One thing to remember about an airless is that they don't do well in long-time inactive storage.


----------



## 1655graff (Jul 27, 2007)

So we should not even consider a $200-$300 unit?


----------



## slickshift (Aug 25, 2005)

1655graff said:


> So we should not even consider a $200-$300 unit?


Those would def. be on my 'stay clear of...' list

The proper machine for this would be an HVLP sprayer
Now, those letters are used 'generously' on some cheaper (poor quality and not technically HVLP) units aimed at DIYer such as yourself, that would rather buy than rent
Most of these should not be called HVLP
But there's very few Paint Sprayer Police around when you need them

An actual HVLP unit can be had for as little as $700
But really those are de-spec'd for the "price point", and quality suffers

I'd expect to pay 1000 min. for a decent one with enough quality to not make cabinets look like a hack job


----------



## slickshift (Aug 25, 2005)

1655graff said:


> Any other advice?


If the cabinets are installed, use quality brushes
Spraying inside an occupied house is a recipe for disaster


----------



## paintergal (Oct 5, 2007)

*don't spray indoors*

Ditto on what slickshift said, don't spray indoors unless you can't avoid it. We spent a long time trying to get a fine overspray off of my grandmother's bosendorfer piano when the professional painter came in a sprayed. 
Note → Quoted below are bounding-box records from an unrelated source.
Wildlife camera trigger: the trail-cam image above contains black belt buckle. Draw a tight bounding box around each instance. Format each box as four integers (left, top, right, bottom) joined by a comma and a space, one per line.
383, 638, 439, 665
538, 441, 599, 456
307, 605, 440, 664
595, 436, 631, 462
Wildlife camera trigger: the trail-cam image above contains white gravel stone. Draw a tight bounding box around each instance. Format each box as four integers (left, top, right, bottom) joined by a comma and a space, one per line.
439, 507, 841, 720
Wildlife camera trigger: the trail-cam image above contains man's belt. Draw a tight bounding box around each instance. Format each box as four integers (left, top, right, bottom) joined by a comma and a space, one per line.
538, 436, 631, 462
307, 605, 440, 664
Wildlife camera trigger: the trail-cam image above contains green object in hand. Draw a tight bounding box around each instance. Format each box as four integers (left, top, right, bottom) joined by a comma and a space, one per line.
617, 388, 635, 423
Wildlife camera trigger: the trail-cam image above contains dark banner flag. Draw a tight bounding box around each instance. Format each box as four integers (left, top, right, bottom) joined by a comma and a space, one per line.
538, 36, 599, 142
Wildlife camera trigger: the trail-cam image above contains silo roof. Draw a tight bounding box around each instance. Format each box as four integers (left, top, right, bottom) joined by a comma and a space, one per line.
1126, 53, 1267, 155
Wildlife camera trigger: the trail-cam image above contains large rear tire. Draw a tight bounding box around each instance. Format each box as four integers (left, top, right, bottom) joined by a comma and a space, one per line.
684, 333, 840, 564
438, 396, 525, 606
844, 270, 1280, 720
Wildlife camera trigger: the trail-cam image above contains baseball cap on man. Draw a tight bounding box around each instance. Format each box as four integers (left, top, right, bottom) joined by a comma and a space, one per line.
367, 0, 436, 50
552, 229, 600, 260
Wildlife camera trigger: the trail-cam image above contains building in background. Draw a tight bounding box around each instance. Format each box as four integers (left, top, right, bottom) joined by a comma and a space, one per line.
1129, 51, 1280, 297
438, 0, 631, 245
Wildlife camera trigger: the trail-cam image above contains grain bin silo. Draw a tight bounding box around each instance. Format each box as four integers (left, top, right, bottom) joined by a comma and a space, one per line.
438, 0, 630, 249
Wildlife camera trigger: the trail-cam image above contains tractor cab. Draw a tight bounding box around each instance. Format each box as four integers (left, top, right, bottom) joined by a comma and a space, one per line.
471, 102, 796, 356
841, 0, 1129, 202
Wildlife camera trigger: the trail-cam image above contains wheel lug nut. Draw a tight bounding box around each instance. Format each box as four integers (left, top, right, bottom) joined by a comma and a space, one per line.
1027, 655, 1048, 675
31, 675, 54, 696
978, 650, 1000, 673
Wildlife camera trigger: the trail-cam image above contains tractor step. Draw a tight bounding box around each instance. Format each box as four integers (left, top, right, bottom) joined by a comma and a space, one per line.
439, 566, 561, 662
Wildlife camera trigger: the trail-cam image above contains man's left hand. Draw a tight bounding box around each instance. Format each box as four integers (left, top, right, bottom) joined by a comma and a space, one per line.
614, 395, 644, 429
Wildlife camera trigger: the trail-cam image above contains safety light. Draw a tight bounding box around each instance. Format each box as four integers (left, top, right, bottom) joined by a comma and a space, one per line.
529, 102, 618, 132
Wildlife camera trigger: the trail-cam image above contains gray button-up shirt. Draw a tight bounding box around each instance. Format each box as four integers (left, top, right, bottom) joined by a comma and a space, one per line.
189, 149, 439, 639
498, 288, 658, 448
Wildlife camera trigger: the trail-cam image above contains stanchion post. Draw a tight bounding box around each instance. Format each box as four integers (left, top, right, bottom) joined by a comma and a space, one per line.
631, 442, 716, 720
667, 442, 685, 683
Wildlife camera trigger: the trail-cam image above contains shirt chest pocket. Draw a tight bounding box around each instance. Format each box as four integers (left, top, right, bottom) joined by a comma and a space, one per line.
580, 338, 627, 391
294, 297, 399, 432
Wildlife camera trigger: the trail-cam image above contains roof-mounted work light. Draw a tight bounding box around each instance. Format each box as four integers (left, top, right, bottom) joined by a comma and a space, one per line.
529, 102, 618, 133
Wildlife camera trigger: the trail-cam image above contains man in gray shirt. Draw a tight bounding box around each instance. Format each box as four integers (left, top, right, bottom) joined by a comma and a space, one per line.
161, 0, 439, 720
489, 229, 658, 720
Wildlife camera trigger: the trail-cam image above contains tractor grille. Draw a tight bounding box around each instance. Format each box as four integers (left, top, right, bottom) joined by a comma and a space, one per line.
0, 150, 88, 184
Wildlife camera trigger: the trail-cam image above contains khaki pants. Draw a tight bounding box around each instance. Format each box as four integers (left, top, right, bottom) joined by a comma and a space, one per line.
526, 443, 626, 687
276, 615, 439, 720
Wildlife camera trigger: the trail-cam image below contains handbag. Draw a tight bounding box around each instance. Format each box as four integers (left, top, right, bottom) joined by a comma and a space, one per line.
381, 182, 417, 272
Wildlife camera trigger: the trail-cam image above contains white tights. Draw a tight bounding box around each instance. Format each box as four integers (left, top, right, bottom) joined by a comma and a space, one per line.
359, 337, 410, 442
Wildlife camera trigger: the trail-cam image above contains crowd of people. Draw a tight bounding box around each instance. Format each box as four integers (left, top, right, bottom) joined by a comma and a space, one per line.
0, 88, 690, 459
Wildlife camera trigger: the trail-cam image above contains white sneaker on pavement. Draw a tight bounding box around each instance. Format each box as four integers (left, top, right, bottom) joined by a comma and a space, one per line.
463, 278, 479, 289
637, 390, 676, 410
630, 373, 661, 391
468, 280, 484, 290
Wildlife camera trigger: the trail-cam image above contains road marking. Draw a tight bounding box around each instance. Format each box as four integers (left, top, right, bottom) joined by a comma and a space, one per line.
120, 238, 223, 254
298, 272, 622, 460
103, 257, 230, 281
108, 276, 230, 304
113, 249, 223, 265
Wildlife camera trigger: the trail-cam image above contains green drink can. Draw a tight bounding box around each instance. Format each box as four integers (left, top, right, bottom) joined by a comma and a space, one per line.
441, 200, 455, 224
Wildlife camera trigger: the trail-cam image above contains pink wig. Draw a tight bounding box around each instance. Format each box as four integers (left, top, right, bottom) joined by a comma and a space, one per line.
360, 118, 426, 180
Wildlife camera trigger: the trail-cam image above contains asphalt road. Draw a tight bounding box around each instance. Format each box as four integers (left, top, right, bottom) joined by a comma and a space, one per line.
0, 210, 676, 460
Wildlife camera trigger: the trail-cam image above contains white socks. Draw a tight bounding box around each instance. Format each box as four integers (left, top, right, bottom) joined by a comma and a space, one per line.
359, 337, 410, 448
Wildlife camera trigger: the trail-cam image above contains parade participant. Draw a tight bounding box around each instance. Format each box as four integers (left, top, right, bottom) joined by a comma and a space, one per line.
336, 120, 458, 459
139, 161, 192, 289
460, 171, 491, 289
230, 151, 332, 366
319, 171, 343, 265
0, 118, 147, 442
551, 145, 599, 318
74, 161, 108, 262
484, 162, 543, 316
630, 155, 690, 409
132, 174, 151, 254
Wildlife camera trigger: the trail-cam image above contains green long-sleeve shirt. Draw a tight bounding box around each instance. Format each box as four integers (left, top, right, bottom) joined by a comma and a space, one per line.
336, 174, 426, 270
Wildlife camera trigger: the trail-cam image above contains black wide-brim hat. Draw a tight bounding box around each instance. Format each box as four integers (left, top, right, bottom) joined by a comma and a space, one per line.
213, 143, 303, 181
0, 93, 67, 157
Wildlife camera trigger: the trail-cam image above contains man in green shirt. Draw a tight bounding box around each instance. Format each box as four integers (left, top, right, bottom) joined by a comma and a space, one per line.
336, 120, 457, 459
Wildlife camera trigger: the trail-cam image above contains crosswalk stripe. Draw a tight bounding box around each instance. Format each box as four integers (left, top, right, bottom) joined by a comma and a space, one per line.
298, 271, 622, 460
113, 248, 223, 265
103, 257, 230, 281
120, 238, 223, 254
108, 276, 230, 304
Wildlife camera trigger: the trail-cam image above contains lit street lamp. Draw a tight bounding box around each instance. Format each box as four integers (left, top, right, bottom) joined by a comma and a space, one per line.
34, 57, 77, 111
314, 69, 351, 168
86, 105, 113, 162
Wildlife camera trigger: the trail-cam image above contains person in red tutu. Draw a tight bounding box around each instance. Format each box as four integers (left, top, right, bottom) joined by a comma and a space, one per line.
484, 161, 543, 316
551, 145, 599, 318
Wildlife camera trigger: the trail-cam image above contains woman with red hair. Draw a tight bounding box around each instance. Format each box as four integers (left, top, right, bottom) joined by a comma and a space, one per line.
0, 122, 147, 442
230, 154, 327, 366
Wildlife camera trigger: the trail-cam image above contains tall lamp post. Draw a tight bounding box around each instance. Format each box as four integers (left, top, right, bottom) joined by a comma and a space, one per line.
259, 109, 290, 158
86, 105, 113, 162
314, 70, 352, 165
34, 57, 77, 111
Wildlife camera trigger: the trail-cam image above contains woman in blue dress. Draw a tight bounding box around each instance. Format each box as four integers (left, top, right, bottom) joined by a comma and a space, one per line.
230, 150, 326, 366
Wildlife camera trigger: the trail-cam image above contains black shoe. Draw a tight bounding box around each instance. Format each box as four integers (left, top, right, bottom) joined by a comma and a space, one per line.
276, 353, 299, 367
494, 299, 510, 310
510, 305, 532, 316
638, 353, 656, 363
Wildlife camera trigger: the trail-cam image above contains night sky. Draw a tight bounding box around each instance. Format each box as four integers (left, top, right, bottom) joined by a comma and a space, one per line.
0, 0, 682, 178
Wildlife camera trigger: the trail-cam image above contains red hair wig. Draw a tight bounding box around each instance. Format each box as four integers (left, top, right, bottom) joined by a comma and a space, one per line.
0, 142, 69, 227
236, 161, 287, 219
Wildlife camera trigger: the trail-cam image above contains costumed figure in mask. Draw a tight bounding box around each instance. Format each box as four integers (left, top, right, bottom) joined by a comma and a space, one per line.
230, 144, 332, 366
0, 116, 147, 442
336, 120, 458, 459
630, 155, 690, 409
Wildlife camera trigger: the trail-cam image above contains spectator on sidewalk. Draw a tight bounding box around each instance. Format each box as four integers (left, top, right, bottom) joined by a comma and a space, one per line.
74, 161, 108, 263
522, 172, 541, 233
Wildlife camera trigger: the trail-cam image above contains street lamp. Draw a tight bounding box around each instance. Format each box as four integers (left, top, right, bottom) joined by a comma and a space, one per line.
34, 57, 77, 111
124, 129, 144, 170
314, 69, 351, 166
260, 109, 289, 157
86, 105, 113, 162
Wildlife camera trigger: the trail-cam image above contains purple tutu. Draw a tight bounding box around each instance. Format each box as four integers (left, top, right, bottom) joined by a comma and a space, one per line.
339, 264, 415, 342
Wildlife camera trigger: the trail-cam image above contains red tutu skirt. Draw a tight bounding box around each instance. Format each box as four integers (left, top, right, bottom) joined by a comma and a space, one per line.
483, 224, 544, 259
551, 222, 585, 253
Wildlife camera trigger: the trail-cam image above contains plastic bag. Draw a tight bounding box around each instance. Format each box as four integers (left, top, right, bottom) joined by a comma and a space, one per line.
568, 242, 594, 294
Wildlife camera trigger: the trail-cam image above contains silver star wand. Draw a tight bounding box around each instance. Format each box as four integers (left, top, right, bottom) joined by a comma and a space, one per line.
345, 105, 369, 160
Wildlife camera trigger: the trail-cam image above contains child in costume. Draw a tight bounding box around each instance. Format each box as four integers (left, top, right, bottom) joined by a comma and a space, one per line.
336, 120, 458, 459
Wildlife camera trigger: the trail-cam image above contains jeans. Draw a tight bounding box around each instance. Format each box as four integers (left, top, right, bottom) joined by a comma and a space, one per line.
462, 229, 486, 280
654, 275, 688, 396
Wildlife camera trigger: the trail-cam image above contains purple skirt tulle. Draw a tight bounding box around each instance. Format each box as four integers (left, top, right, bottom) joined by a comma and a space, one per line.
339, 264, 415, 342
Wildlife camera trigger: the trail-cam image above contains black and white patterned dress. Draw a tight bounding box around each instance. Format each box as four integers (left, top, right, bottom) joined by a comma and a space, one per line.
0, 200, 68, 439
Having said that, we have had some very good luck using the Wagner HVLP Professional model which we got at Lowe's for about $120. I was trying to find it again the other day and they don't seem to have it right now. 

The Wagner cheaper model (all in one) HVLP sprayer worked well for a while and then got all clogged up hopelessly. Had to return it to Home Depot. I would avoid the cheap (under $100) Wagner HVLP sprayers, IMHO. 

Paintergal


----------